Fungus forces beetles to become sexy zombies and spread its spores
This should be obvious, but don’t try to mate with zombies. Even “sexy” zombies doing their best to convince you they’d really like to have kids. You will have no offspring, zombified or otherwise, because the only organism that’s going to be reproducing is the fungus that turned your supposed mate into a zombie in the first place.
Eating flowers, fearing fungi
As outlandish as the above advice may sound, it’s a real concern for Goldenrod soldier beetles (Chauliognathus pensylvanicus). The beetles live in meadows across North America, eating flowers as their main source of food. Conveniently, they also mate on flowers, since it’s a good place to run into another beetle. Amorous females can advertise their intentions by waiting on a flower with their wings open and extended, almost like they’re about to fly away. Unfortunately for the beetles, spores for the Eryniopsis lampyridarum fungus can also be found on these flowers, which is what kicks off a cycle of zombification and unintentional necrophilia.
When the fungus infects a beetle, it triggers some very specific physiological responses to bend the beetle’s body to it’s own ends. The beetle will be compelled to climb to a flower top as it’s body starts to give out. Once in position, the fungus ensures that its host doesn’t just fall off the flower once it’s dead, by forcing it to clamp onto the flower tightly with it’s mandibles. The corpse is just a means to an end though, which is where the beetles’ courtship behavior comes into play.
Making brain-dead bugs more attractive
An inert beetle clamped to a flower isn’t attractive on it’s own, but the fungus makes sure to pretty up its host, whether its male or female. After 15 to 22 hours, the wings will pop out to resemble the pose of a female looking to attract a mate. As an extra touch, the fungus causes the beetle’s abdomen to swell, which is an attractive look to male beetles that seem to prefer larger females in general. This attempt at sexiness doesn’t make zombified males all that enticing, but zombified females do draw a lot of attention from healthy males in the area. The resulting contact with those males is the fungus’ real goal, because that’s how new spores get spread from a zombie female to new flowers across the meadow.

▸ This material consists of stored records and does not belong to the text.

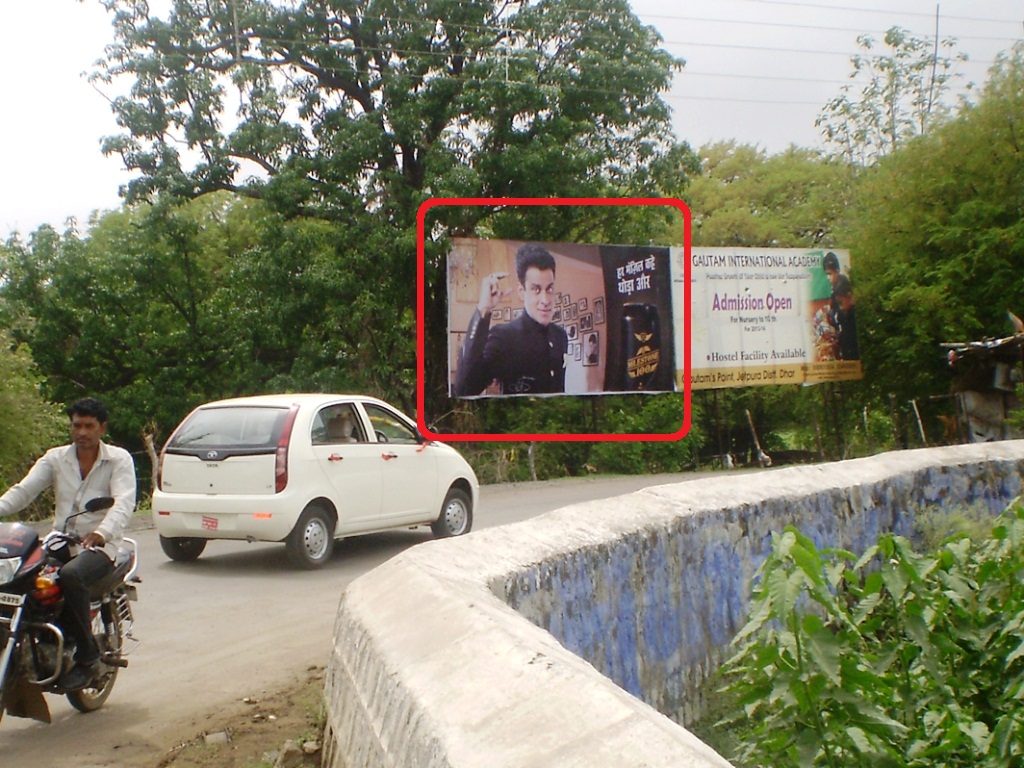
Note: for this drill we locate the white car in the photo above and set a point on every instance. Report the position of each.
(304, 469)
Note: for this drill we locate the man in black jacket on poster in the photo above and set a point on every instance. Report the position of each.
(526, 355)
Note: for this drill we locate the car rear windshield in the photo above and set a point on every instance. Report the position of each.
(233, 428)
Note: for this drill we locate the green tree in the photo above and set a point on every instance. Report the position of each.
(355, 112)
(32, 424)
(743, 197)
(937, 229)
(891, 97)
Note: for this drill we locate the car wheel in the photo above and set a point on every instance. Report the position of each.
(456, 517)
(311, 541)
(182, 548)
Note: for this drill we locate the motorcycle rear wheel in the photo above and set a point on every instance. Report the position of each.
(107, 628)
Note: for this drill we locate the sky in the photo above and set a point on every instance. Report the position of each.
(757, 71)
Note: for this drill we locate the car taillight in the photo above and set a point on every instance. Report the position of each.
(281, 461)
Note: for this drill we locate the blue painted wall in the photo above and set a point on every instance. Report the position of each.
(654, 609)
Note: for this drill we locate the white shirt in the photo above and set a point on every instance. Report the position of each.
(113, 474)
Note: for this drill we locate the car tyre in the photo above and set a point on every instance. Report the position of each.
(311, 541)
(182, 548)
(456, 517)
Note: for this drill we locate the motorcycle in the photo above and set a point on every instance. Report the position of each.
(34, 651)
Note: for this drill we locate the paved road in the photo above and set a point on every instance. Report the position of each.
(237, 623)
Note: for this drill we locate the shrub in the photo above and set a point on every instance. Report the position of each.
(891, 658)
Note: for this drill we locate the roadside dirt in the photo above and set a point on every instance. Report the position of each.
(253, 732)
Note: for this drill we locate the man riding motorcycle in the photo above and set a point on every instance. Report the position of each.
(83, 470)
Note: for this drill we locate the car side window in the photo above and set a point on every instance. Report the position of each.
(336, 425)
(388, 427)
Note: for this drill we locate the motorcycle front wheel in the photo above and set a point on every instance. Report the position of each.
(107, 628)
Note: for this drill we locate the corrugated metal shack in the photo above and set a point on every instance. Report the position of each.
(986, 374)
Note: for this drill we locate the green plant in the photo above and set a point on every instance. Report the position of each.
(891, 658)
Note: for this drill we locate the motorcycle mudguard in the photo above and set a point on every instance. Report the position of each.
(27, 700)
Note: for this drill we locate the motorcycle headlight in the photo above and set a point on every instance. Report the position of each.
(8, 568)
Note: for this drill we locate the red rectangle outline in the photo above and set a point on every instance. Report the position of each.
(421, 314)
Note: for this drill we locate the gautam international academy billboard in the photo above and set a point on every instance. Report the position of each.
(545, 318)
(767, 315)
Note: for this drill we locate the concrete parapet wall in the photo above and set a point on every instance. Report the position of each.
(551, 642)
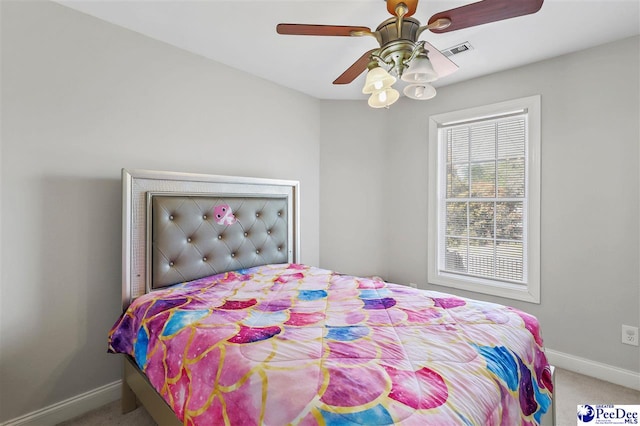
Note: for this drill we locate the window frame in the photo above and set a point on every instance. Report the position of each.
(529, 291)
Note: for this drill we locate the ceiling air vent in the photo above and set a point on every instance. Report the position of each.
(463, 47)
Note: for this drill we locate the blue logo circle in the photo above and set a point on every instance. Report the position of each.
(586, 413)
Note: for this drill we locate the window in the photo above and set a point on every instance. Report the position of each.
(484, 199)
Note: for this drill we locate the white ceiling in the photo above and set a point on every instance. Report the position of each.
(242, 34)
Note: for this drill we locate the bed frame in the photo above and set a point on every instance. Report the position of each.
(170, 235)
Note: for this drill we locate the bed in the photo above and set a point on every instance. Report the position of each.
(222, 324)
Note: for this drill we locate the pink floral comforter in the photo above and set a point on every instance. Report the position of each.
(293, 344)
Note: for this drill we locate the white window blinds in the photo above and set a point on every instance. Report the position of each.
(483, 233)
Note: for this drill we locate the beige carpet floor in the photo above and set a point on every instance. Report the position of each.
(572, 389)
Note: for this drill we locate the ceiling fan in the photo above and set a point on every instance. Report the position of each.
(416, 62)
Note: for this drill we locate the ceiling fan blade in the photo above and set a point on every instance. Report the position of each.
(321, 30)
(355, 70)
(484, 12)
(442, 65)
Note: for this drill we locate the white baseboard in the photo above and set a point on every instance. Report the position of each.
(69, 408)
(80, 404)
(598, 370)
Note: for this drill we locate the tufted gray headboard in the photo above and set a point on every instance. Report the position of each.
(179, 227)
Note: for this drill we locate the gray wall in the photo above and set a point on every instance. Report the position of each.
(590, 192)
(80, 100)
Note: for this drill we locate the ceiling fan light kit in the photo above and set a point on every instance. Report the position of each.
(383, 98)
(402, 54)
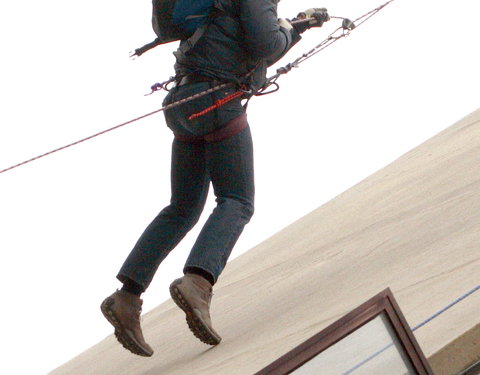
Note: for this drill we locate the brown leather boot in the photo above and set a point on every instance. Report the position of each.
(123, 311)
(192, 293)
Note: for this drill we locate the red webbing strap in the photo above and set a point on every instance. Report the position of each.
(218, 104)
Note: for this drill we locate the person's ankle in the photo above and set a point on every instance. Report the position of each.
(132, 287)
(201, 272)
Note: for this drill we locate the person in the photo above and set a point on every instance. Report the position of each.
(213, 147)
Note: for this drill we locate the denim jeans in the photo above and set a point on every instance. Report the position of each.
(228, 165)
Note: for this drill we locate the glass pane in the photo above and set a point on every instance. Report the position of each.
(373, 349)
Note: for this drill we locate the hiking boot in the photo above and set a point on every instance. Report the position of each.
(192, 293)
(123, 311)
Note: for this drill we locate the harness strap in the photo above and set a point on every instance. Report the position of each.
(218, 103)
(231, 128)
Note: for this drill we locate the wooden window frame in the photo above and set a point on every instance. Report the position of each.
(382, 303)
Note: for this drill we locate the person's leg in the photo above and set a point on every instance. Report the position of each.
(230, 165)
(189, 191)
(190, 182)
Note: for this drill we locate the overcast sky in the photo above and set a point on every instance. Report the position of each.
(68, 221)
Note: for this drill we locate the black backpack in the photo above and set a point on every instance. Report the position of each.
(180, 20)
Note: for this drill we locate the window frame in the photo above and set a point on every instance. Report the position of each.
(382, 303)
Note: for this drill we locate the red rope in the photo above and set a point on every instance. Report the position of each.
(218, 104)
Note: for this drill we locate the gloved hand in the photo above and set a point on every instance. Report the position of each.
(313, 17)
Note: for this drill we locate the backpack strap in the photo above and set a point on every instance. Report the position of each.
(188, 44)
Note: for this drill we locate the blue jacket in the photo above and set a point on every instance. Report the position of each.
(246, 36)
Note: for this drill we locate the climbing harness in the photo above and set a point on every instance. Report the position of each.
(341, 32)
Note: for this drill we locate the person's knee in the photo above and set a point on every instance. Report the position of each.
(188, 212)
(245, 208)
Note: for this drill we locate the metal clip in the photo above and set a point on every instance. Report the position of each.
(348, 24)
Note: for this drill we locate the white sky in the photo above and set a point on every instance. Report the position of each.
(68, 221)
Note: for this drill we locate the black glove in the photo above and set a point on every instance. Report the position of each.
(313, 17)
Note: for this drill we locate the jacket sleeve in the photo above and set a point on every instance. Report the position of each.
(264, 38)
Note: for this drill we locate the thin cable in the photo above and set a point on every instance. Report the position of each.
(270, 81)
(172, 105)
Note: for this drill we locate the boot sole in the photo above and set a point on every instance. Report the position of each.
(199, 329)
(120, 333)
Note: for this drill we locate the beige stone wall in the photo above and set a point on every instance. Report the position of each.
(414, 226)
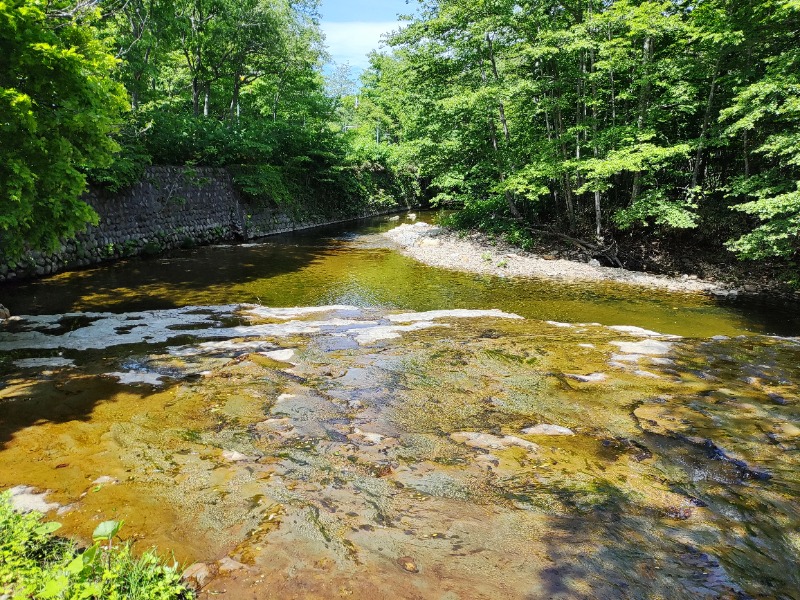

This isn’t the only insect to have it’s brain and body taken over by a fungus, but there are still some questions particular to this pairing. Since the fungus already manipulates the beetles’ behavior, scientists are going to take the opportunity to measure exactly how big a role opened wings plays in courtship by gluing zombified wings shut. The zombie won’t object, and better yet, won’t do anything new that would add unwanted variables to the study.